MITRA: An AI Assistant for Knowledge Retrieval in Physics Collaborations
Researchers built a private RAG system that outperforms keyword search for complex physics queries.
Researchers from the University of Wisconsin-Madison have developed MITRA, a prototype AI assistant designed to solve a critical problem in large-scale physics: finding specific information in massive, internal documentation sets. Built for collaborations like the Compact Muon Solenoid (CMS) at CERN, MITRA tackles the challenge of navigating a vast and ever-growing corpus of technical notes, analysis summaries, and internal reports. It uses a Retrieval-Augmented Generation (RAG) framework, meaning it retrieves relevant documents and then uses a language model to generate precise answers, ensuring responses are grounded in the collaboration's actual work.

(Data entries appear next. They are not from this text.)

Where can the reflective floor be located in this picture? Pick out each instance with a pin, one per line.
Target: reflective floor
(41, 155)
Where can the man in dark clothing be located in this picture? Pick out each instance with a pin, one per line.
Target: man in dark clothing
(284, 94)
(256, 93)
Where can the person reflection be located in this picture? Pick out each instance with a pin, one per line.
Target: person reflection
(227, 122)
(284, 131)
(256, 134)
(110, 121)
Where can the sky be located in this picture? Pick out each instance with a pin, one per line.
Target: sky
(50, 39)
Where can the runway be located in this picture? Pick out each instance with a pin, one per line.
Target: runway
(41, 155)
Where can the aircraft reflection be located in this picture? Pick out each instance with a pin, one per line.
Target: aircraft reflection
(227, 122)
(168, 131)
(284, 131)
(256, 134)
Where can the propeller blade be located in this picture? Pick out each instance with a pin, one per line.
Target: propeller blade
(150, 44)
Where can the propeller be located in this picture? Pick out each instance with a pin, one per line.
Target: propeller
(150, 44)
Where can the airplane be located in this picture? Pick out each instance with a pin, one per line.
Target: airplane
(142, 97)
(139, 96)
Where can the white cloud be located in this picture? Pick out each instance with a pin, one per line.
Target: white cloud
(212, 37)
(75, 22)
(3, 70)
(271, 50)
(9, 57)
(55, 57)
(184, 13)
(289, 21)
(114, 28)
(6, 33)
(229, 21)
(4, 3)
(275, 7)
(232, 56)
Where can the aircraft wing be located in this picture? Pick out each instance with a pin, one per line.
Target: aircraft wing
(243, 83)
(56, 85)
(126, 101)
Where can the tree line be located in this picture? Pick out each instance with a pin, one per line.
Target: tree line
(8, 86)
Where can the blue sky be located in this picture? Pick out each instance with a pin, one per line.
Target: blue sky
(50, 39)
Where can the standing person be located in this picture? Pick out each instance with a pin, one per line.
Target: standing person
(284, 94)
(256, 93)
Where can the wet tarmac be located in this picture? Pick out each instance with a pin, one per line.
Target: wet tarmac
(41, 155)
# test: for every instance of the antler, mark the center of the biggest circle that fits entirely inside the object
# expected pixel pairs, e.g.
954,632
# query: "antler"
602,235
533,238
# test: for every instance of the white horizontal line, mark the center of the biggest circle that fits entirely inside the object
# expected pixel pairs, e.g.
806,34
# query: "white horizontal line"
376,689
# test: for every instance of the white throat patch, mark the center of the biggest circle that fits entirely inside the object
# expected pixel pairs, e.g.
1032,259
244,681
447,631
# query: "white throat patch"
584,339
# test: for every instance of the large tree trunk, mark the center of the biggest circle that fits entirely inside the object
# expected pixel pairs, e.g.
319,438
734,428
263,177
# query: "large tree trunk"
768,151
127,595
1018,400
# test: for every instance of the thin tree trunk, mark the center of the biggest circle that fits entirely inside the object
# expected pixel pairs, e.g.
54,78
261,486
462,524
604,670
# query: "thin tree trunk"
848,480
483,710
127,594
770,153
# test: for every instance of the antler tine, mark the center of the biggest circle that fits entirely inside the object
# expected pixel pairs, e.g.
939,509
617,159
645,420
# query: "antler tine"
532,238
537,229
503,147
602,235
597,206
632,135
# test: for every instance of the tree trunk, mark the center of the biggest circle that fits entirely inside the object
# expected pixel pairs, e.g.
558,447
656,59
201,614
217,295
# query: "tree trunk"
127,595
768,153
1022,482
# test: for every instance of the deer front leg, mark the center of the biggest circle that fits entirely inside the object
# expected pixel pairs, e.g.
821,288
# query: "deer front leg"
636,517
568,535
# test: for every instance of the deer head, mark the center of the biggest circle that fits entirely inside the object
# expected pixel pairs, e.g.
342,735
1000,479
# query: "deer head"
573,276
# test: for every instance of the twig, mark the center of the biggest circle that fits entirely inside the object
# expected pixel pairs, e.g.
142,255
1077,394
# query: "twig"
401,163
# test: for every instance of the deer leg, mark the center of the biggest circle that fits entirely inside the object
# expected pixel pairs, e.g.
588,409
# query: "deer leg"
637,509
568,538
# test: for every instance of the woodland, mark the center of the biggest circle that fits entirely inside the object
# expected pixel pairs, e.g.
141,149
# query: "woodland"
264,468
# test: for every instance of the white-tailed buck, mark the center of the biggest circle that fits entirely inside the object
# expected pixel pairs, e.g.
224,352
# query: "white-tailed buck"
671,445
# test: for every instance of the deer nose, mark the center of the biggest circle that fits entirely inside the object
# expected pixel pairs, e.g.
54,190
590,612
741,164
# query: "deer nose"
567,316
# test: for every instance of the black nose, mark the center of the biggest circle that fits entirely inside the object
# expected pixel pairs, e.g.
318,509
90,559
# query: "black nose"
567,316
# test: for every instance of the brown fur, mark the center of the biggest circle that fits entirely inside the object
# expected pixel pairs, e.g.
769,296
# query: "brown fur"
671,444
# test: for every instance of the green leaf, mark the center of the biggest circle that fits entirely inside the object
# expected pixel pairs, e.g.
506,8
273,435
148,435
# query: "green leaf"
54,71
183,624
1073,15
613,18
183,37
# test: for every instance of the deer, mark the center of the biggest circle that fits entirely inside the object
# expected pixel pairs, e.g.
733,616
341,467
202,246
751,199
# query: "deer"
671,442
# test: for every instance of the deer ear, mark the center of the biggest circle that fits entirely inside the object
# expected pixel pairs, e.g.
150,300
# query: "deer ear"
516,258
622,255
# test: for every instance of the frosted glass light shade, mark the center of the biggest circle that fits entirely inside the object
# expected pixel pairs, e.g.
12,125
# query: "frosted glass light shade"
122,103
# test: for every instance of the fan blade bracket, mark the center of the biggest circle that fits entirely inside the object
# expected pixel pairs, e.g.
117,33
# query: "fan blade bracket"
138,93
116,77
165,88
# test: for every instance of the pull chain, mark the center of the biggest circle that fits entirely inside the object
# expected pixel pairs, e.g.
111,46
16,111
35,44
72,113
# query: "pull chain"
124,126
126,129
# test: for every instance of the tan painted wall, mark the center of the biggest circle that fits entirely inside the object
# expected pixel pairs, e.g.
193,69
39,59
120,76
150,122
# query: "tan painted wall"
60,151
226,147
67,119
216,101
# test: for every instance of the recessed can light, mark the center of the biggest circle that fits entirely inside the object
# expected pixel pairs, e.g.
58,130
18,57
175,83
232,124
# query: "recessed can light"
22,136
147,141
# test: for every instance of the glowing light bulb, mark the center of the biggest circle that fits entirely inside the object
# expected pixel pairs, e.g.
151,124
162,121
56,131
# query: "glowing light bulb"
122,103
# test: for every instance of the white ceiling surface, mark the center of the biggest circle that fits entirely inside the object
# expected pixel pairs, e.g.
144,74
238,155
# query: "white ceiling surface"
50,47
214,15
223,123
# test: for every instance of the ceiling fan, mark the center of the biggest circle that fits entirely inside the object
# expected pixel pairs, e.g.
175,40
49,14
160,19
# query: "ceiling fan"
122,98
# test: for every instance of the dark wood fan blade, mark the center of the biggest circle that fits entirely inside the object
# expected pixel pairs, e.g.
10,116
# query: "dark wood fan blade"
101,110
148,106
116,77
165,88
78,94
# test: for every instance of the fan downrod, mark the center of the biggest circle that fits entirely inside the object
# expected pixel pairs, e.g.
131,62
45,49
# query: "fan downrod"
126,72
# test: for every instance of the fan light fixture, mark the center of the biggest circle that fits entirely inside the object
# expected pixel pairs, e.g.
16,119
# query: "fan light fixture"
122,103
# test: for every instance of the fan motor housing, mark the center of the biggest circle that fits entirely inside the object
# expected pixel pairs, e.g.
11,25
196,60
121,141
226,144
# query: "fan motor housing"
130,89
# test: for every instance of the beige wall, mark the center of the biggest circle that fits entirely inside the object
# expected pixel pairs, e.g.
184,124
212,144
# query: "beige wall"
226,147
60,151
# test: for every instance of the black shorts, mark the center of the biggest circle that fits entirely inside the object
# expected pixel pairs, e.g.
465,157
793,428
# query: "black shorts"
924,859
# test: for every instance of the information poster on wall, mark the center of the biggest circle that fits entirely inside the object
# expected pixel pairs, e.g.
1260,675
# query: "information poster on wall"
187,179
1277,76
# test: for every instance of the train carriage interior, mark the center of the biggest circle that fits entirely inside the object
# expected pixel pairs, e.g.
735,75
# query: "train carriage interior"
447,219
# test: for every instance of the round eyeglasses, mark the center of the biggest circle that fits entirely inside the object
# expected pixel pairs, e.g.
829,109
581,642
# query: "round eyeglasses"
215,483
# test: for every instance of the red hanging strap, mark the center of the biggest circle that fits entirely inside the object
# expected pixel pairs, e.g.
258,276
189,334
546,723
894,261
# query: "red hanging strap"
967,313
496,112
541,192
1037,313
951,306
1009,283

MITRA's architecture is built for security and precision in a sensitive scientific environment. Its entire pipeline—from the embedding model that understands document meaning to the final Large Language Model (LLM) that formulates answers—is hosted on-premise. This guarantees that proprietary and unpublished collaboration data never leaves the secure internal network. The system employs a novel two-tiered vector database: it first identifies the correct physics analysis from a set of abstracts before diving into the full, detailed documentation, which resolves ambiguities between similarly named studies.
The technical pipeline is highly automated, using Selenium for document retrieval from internal databases and Optical Character Recognition (OCR) combined with layout parsing for high-fidelity text extraction from various file formats. In tests, the prototype demonstrated superior retrieval performance compared to standard keyword-based search baselines when answering realistic, complex queries from researchers. The work was accepted at the NeurIPS 2025 Machine Learning for the Physical Sciences workshop, highlighting its relevance at the intersection of AI and big science.
- Fully on-premise RAG system keeps sensitive CERN/CMS collaboration data completely private and secure.
- Uses a two-tiered vector database to first identify the correct analysis before retrieving detailed docs, improving accuracy.
- Automated pipeline with Selenium and OCR outperforms standard keyword search on realistic, complex physics queries.
Why It Matters
Accelerates scientific discovery by letting researchers instantly query millions of internal documents instead of manual searches.